The analysis above for local histograms also applies for local spectral histograms . Therefore, the method can be used with local spectral histograms. For certain region boundaries, some filters may give strong responses that are not consistent with responses inside regions. However, because the purpose of filtering in local spectral histograms is to capture elementary patterns, the chosen filters are generally small compared with integration scales. Such inconsistent filter responses happen at a small portion of pixels within a local window and thus have a minimal impact on resulting histograms.

The middle image in the following figure is the segmentation result of the leftmost image. Here the intensity filter and two LoG filters are used to compute spectral histograms. Three seeds are selected in each region to get representative features, which are fed into the least square estimation equation above. The resulting boundaries are highly accurate. An alternative method is to use the same representative features and classify each pixel based on the distance between its feature and three representative features. The rightmost image shows a result using Chi-square distance (other distance measures give similar results), where pixels near boundaries are misclassified due to the aforementioned localization problem.

**Fully Automatic Segmentation**

For fully automatic segmentation, both representative features and combination weights are unknowns, and we aim to estimate these two matrices by factoring the matrix Y. The factorization algorithm can be summarized as follows.
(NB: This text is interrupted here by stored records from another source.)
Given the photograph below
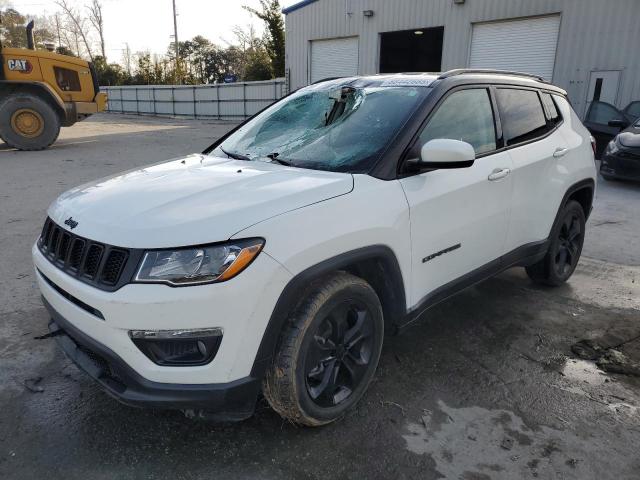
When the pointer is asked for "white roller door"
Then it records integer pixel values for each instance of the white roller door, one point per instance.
(526, 45)
(337, 57)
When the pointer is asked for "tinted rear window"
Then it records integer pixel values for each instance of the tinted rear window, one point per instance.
(521, 115)
(553, 115)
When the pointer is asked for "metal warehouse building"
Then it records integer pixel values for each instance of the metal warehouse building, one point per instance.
(588, 47)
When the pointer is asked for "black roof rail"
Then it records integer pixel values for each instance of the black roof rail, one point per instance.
(461, 71)
(328, 79)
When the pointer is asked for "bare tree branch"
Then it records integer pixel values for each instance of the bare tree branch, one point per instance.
(96, 19)
(78, 22)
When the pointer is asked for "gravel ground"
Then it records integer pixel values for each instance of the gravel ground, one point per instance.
(484, 387)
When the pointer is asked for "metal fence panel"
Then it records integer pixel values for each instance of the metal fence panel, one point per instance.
(233, 101)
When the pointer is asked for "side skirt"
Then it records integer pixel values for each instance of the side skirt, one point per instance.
(522, 256)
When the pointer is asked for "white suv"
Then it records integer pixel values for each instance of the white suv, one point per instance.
(275, 261)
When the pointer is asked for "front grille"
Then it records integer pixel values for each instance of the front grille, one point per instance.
(103, 266)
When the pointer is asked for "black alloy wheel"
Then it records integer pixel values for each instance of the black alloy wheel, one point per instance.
(328, 351)
(339, 354)
(570, 239)
(565, 246)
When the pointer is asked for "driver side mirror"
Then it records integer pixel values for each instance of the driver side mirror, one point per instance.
(443, 153)
(618, 123)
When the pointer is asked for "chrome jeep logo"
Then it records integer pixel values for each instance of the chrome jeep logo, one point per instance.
(71, 223)
(18, 65)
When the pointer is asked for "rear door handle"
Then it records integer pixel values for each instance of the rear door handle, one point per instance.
(499, 173)
(560, 152)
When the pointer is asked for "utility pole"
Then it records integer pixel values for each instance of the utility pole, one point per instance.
(175, 33)
(58, 29)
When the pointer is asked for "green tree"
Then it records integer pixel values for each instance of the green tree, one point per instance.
(64, 50)
(109, 74)
(258, 66)
(271, 14)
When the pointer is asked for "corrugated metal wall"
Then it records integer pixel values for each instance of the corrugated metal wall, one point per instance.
(232, 101)
(594, 34)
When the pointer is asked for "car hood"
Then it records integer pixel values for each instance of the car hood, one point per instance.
(630, 137)
(191, 200)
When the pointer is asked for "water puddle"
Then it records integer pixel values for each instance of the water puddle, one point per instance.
(584, 371)
(479, 443)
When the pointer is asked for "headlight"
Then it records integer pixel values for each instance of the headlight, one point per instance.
(197, 265)
(612, 147)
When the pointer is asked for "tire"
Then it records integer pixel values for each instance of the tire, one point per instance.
(319, 370)
(27, 122)
(567, 239)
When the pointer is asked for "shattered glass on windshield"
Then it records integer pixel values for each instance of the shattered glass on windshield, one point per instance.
(327, 127)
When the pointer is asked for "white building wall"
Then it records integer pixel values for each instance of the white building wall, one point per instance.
(594, 34)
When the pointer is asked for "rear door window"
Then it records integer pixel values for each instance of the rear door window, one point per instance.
(464, 115)
(602, 113)
(521, 114)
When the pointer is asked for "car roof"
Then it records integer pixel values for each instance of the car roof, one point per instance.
(451, 77)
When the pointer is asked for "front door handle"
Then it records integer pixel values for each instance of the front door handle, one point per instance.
(560, 152)
(499, 173)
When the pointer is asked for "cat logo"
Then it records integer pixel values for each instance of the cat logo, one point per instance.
(17, 65)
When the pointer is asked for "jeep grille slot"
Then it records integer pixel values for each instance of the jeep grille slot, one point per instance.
(97, 264)
(113, 266)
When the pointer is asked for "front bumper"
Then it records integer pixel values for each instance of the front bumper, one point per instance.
(240, 307)
(231, 401)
- Apply singular value decomposition (SVD) to obtain factored matrices with low rank.
- The number of segment equals to the effective rank of the feature matrix, which can be estimated from the singular values.
- SVD gives the subspace all features reside in, which greatly reduces feature dimensions and leads to the estimation of representative features.
- A nonnegative matrix factorization technique is used to ensure nonnegativity constraints.

The algorithm is very efficient and performs reliably. Please refer to [1] for details.

Below are example results on natural images.

**Smoothing Effect**

The method naturally imposes a smoothing effect on the boundaries. Take the figure below as an example. According to the coverage of the two regions within the window, the method segments the black pixel into the darker region, as shown in the middle image. With the window size sufficiently large, we obtain the segmentation result shown in left image, where the boundary is close to a straight line. The larger the local window used to compute histograms, the smoother the resulting boundaries.

For many image segmentation methods, smoothing is often explicitly included as an objective. In our algorithm, the smoothing effect is naturally encoded.

**Filter Choice**

Three main types of filters used in our experiments are the intensity filter (the filter response is just pixel intensity values), Laplacian of Gaussian filters, and Gabor filters. Other types of filters can also be used. For most natural images, a small number of filters work sufficiently well. To segment images where texture is complex and the difference among regions is small, adding more filters can give more accurate results.

**A geospatial application: neighborhood mapping**

Neighborhoods with different socioeconomic characteristics exhibit different texture appearance in aerial view images. In the figure below, the proposed method effectively separates settlement areas into regions with large buildings, buildings in vegetated areas, dense slum-like buildings, etc.

**Reference**

[1] J. Yuan, D. L. Wang, and A. M. Cheriyadat. Factorization-based texture segmentation. IEEE Transactions on Image Processing, 2015.